The Ambiguity of "Utility"
To an economist, on the other hand, your utility function describes not how you should act but how you will act. "The utility to me of consuming an apple is greater than that of consuming an orange" means that, given the choice, I will choose the former over the latter.
We expect people to choose what makes them happy (cynics and psychologists are welcome to leave the conversation at this point, if they feel left out). Hence we would expect at least a close correlation between utility in the economist's sense and utility in the philosopher's sense. That matters, because one of the things economists do, when they are not making a point of being objective, value-free scientists, is to draw conclusions about what people ought to do—for instance, that they ought to abolish tariffs and price controls. Those conclusions frequently depend on the assumption, stated or unstated, that maximizing utility in the economist's sense will also maximize it in the philosopher's sense. That point was probably clearer a little over a century ago when the economic arguments were being made by an economist, Alfred Marshall, who was a utilitarian and not afraid to make explicit the utilitarian foundations of his economic conclusions.
The concept of utility is, however, ambiguous in other and subtler ways. Imagine, for instance, that you are going to die six months from now. Is your utility greater if you have several months advanced warning, as cancer patients often do, or if your death comes as a complete surprise?

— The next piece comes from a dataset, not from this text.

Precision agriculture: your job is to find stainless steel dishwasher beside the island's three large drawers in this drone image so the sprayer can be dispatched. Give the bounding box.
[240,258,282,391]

Spending several months knowing that you are about to die would be, for most of us, a very unpleasant experience. If utility is another word for happiness, imagined as a characteristic of what is going on inside your head, the second alternative is almost certainly preferable to the first.
But happiness, in that sense, is not all that matters to people. If one could somehow choose in advance whether, when and if you were in the situation described, it would be the first alternative or the second, many of us would choose the first. Many of us, after all, have things we would like to get done before dying—things to be said to children, wife, friends, perhaps enemies as well. Projects to be completed whose completion matters, if only to our sense of having lived a life worth living. Arrangements to be made for the future of those dear to us. A close friend, not all that long ago, spent a good deal of his last few months reducing to something more like order his crowded and cluttered house for the benefit of his wife and daughters.
For a different slant on the same problem, consider the experience machine, as hypothesized by Robert Nozick—or the real world equivalent in which I spend a good many hours a week, now that virtual reality is really here. Nozick's version provides you with the illusion of a life—the entire rest of your life, stretched out over the length of time it would actually occupy. The proprietor has somehow determined the life you are going to live and believably guarantees you a modest improvement, an illusory life in which things turn out marginally better, in a variety of dimensions, than they would have in the real thing. Assuming you believe him, do you accept the offer?
If the economist's utility and the philosopher's are the same, if choice is entirely about happiness, and if happiness is really a state of mind, then the answer is obviously "yes." For me and, I suspect, many other people, it is just as obviously "no." I don't merely want the illusion of accomplishing things, I want the reality.
Which is one reason why I don't spend all of my life in World of Warcraft.